Tosh.0- If I've done something dumb enough to be on this show I'll die. I'll just die.

Again, any other ideas feel free to comment. I hope this will be my last post.

Monday, May 2, 2011

Shows I Never Want to Be On

Secretly, almost everyone hopes to be on TV someday. Wether being interviewed for a movie or book or actually being a TV star people want to be seen on the television. I am no exception.

However, there are plenty of shows I will never be on, or hope to never be on. It may be any number of reasons I won't be on these shows so I thought I'd go over a few of them with you. Most of them are reality shows, so if you're a fan of the genre, here's your warning.

America's Next Top Model- Normally I don't mind competition style reality shows, because generally they involve some kind of skill. I'm not saying modeling doesn't take skill, but this show just bugs me. And really in the grand scheme of surviving the wilderness, singing, having an unusual talent, having intelligence, and dancing, where does modeling lie? Not only are the challenges utterly ridiculous and I'm pretty sure most don't have a lot to do with normal modeling gigs, but the way people are judged drives me up the wall. One week, a contestant is in trouble for not taking it seriously enough, but then a different contestant can be in trouble for seeing it as a competition and not trying to be friendly and just get the job done. On top of all this, Tyra Banks drives me crazy. She takes herself far too seriously (her ego dwarfs Seto freakin' Kaiba's) and she's the main reason for the judging being all over the place.

Supernanny- This should be fairly obvious. If I'm ever on Supernanny that means I've probably failed as a parent. I also might be slightly crazy or in an abusive relationship. I watched two episodes this weekend. Not only were the fathers of both couples featured absolutely nuts, they also seemed to be controlling and semi-abusive jerks. If your family is on that show, there is something terribly wrong with your family, and I don't want that to happen when I'm an adult.

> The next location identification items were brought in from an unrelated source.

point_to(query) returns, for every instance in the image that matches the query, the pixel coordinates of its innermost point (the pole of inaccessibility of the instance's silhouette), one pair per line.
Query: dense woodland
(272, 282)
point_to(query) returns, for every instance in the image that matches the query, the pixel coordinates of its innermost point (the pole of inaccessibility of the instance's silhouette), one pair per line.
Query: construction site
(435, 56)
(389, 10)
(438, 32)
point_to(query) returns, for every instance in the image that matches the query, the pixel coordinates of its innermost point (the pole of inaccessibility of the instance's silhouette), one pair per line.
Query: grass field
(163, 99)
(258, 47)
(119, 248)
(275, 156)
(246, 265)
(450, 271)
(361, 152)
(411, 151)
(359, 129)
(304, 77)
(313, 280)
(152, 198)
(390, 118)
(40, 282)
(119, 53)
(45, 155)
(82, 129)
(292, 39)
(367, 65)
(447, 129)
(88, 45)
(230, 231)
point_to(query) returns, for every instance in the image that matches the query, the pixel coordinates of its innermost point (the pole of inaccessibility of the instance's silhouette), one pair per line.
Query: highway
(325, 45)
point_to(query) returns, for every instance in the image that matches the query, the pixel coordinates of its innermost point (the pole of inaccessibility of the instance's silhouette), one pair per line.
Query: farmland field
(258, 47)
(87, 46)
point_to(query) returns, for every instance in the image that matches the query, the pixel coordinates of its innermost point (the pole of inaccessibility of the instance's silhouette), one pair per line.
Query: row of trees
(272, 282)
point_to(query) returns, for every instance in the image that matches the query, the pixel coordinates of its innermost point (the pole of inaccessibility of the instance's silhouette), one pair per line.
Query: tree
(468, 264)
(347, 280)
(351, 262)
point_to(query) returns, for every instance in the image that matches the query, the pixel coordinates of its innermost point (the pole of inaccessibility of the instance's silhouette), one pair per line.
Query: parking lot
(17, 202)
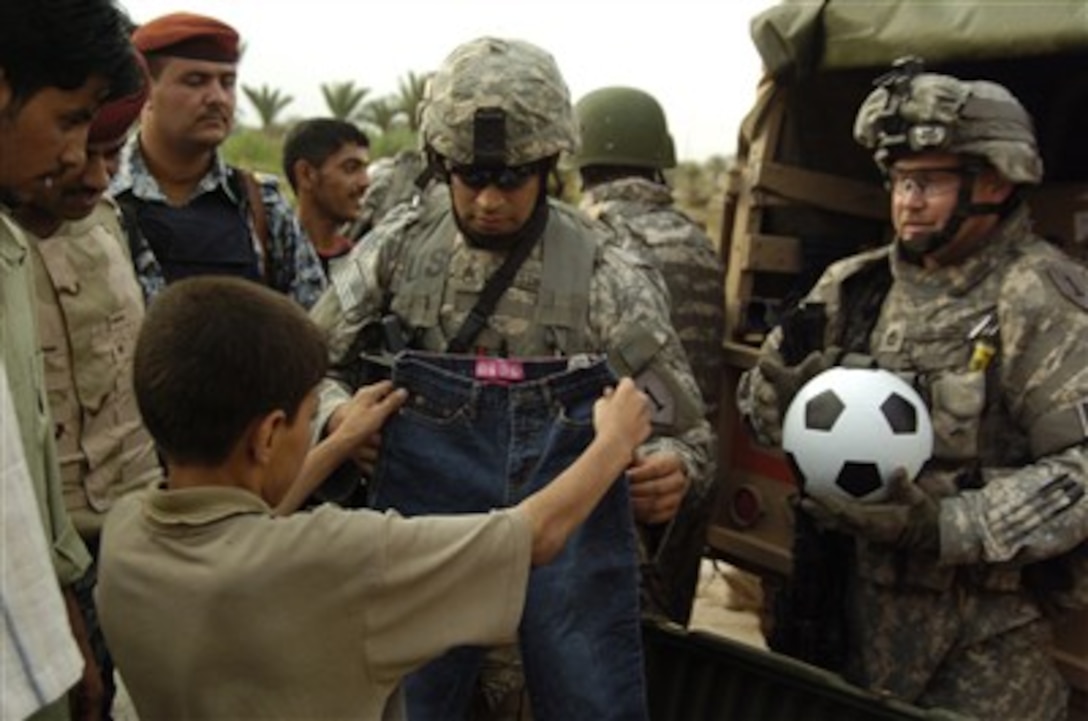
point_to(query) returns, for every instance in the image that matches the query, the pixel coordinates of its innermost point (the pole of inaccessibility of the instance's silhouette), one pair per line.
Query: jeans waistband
(468, 377)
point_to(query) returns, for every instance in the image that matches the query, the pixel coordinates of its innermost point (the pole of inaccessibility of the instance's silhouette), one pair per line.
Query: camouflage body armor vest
(542, 313)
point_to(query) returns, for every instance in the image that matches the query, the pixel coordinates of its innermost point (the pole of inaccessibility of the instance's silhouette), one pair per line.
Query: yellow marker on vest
(981, 355)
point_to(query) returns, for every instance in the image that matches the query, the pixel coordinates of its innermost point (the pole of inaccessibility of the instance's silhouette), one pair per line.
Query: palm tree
(410, 95)
(344, 99)
(269, 103)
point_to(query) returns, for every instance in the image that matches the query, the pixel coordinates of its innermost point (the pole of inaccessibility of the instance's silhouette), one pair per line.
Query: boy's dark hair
(63, 42)
(217, 353)
(316, 139)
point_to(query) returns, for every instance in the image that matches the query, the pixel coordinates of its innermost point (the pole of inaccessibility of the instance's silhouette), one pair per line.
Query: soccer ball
(848, 430)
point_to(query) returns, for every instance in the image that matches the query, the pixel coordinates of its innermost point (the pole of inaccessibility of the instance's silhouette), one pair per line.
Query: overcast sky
(694, 56)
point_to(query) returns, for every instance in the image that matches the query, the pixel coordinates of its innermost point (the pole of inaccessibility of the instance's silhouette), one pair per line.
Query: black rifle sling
(496, 285)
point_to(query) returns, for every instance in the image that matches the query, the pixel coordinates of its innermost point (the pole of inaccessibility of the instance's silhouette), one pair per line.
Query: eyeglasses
(504, 177)
(930, 182)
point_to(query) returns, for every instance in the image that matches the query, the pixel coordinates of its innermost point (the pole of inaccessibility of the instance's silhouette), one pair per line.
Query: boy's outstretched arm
(621, 420)
(366, 413)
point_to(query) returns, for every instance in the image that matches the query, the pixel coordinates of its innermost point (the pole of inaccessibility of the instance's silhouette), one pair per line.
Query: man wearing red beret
(88, 300)
(196, 214)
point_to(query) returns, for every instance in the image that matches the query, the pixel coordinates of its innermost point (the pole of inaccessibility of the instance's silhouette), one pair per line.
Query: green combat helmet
(622, 126)
(497, 102)
(912, 111)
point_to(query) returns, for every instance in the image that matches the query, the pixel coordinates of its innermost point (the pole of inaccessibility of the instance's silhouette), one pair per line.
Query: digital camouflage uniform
(694, 276)
(578, 290)
(625, 301)
(292, 265)
(626, 147)
(685, 256)
(392, 183)
(963, 628)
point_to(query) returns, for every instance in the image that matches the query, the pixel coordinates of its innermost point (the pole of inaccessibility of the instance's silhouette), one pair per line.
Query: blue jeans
(466, 445)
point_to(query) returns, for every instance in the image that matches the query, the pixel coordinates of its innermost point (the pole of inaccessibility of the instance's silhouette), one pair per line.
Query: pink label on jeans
(499, 370)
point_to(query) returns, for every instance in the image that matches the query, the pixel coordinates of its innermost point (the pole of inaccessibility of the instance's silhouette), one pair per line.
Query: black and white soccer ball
(849, 430)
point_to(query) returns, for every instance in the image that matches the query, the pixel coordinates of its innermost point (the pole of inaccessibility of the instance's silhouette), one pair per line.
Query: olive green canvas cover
(799, 37)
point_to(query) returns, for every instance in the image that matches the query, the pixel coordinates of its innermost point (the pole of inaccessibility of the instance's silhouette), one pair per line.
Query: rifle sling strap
(496, 285)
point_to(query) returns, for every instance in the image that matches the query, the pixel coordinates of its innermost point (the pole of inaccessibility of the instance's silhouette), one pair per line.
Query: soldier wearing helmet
(954, 581)
(486, 270)
(625, 149)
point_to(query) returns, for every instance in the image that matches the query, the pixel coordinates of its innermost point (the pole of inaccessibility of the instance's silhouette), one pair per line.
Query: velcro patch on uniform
(663, 403)
(1072, 282)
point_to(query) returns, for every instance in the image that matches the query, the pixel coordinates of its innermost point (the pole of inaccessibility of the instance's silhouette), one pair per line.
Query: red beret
(114, 117)
(187, 35)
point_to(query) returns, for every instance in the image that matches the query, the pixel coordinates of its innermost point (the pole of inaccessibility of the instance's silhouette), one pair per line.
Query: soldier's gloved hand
(782, 382)
(909, 519)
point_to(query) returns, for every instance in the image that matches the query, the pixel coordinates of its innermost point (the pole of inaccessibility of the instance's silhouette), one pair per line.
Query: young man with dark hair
(325, 162)
(215, 608)
(88, 299)
(59, 61)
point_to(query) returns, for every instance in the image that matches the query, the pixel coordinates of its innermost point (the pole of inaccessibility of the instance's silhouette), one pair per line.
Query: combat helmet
(499, 102)
(622, 126)
(912, 111)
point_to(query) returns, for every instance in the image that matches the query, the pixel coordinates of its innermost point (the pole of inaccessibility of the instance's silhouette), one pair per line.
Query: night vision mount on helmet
(912, 111)
(622, 126)
(498, 102)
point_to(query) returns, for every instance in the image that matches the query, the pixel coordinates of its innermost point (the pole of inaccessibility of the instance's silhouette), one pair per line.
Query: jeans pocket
(437, 411)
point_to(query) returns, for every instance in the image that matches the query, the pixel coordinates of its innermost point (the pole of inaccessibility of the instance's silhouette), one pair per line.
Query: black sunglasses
(504, 177)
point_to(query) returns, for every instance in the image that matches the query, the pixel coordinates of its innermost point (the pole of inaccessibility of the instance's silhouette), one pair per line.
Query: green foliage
(269, 102)
(393, 141)
(699, 188)
(410, 96)
(345, 99)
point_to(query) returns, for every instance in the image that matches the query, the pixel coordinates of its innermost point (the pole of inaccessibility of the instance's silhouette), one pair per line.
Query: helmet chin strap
(916, 248)
(532, 228)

Teen Mom- Similar to why I don't want to be on Supernanny. I don't want to be pregnant any time soon. Thankfuly I think I'm past the stage where I can be on it. I'm 19 and because I wasn't 16 and Pregnant I think I'm okay having missed this oppurtunity. I also don't want to be on this show because of my children getting knocked up. It'll again mean I've failed as a parent.

Are You Smarter Than a Fifth Grader?- If I have to ask myself this I'm already in too deep. Secondly, though this doesn't happen often, some contestestants answer with an answer that's correct, but not in 5th grade level knowlege.

Million Dollar Money Drop- The whole premise of this show is flawed to anyone who isn't on the show. Contestants start with a million dollars, unfortunately the only place they can go is down from there. The show gives you a false sense of security by encouraging you to spread your money around onto more than one answer, thus causing you to lose money quicker than if you were sure of your answer and put all your money on it (even if it might be wrong).

To Catch a Predator- Do I need to explain this? I'm not a pervert, but I'd feel weird even if I just showed up in the background of a shot.